= Classical Association of the Middle West and South =

The Classical Association of the Middle West and South (CAMWS) is a professional organization for classicists and non-classicists at all levels of instruction which promotes the Classics through the broad scope of its annual meeting, through its publication of both original research and pedagogical contributions in The Classical Journal and Teaching Classical Languages and through its awards, scholarships, and outreach initiatives.

== Background ==
CAMWS was founded at the University of Chicago in 1905 as the first regional classical organization in the United States of America. It immediately began publication of the Classical Journal, which became only the second classical journal (excluding annuals) in the country.
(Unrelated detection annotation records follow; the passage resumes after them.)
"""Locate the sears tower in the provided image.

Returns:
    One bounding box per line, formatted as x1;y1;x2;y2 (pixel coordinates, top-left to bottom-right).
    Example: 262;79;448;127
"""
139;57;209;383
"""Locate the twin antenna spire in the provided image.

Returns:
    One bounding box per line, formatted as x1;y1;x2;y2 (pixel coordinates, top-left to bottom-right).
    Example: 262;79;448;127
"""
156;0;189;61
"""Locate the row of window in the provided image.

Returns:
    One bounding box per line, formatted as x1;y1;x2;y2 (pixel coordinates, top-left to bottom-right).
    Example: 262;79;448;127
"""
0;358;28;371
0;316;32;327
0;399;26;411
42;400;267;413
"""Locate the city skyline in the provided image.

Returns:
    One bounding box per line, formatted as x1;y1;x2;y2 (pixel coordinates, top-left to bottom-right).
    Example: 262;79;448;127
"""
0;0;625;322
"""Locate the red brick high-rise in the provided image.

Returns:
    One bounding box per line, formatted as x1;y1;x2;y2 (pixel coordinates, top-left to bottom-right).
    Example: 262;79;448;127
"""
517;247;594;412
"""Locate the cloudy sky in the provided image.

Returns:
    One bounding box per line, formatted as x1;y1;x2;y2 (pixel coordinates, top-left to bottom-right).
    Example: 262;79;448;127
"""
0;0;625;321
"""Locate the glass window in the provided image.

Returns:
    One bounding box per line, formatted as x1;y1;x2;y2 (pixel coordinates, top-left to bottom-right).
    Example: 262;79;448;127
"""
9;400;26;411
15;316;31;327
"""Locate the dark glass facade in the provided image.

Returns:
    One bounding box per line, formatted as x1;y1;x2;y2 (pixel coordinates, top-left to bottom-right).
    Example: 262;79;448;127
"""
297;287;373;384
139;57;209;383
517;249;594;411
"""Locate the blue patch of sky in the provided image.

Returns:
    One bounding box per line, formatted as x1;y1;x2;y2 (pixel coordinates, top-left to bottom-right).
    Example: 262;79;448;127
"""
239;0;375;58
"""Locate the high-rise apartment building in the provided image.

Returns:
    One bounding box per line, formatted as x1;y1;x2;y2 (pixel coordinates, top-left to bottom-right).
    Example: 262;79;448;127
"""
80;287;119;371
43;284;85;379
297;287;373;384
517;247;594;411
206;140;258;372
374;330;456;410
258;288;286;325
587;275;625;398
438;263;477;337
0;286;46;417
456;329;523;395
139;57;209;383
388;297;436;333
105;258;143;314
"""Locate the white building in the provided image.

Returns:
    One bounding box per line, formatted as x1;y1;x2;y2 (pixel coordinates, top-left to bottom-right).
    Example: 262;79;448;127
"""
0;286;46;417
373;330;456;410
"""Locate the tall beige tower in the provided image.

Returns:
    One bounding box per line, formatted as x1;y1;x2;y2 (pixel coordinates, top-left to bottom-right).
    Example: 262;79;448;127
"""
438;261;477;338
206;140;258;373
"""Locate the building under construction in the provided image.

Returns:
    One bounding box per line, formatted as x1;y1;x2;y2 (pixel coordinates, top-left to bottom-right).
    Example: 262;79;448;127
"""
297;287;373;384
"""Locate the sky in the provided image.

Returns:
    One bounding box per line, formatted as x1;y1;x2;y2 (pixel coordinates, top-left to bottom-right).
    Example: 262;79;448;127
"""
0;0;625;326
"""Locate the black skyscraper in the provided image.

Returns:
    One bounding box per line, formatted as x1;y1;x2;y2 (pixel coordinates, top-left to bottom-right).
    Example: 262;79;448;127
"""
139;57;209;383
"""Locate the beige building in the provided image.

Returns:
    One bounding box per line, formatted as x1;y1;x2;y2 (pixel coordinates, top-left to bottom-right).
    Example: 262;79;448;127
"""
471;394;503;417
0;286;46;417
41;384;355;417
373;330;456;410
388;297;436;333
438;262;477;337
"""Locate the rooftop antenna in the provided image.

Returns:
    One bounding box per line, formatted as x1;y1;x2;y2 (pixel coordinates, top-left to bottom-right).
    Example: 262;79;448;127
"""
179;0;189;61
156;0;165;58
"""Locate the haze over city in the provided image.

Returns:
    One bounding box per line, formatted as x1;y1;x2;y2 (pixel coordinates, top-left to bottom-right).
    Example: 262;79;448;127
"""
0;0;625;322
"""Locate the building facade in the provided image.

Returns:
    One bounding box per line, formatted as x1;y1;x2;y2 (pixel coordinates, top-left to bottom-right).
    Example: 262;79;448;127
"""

Twenty-two states belonged at CAMWS' inception; there are now thirty-two states and three Canadian provinces. CAMWS is an educational, non-profit organization, the largest of all regional Classical groups; membership is open to anyone with Classical interests, regardless of place of residence. Its members (c. 1,500) are primarily college and university professors, K-12 teachers, and graduate students whose specialty is Classics: Classical languages (Greek and Latin) and the world of ancient Greece and Rome. Departments of Classics at colleges and universities, high schools which teach Latin, publishers and other classical organizations are also welcome to join CAMWS as institutional members.

A committee of CAMWS, the Committee for the Promotion of Latin (CPL), serves as CAMWS' arm for public outreach.

CAMWS offers a variety of awards and scholarships, including
the Bolchazy Pedagogy Book Prize,
CPL Promotional Activity Award,
CAMWS New Teacher Awards,
CAMWS Travel Grant For High School Groups,
Excavation/Field School Award,
Faculty-Undergraduate Collaborative Research Grant,
CAMWS First Book Award,
Manson A. Stewart Undergraduate Awards,
Manson A. Stewart Teacher Training and Travel Awards,
Outstanding Accomplishment in High School or Undergraduate Classical Studies,
Ovationes,
Phinney Book Prize,
Presidential Award for Outstanding Graduate Student Paper,
School Awards (Latin Translation Contest),
Semple, Grant, and Benario Awards,
Special Service Award, and
Teaching Awards for both high school and college/university teachers.

CAMWS holds its annual meeting in March or April. In odd-numbered years the annual meeting is held in a northern or western state or in Canada. In even-numbered years it is held in a southern state.

CAMWS is a member of the Society for Classical Studies, the National Humanities Alliance and the International Federation of Associations of Classical Studies (FIEC).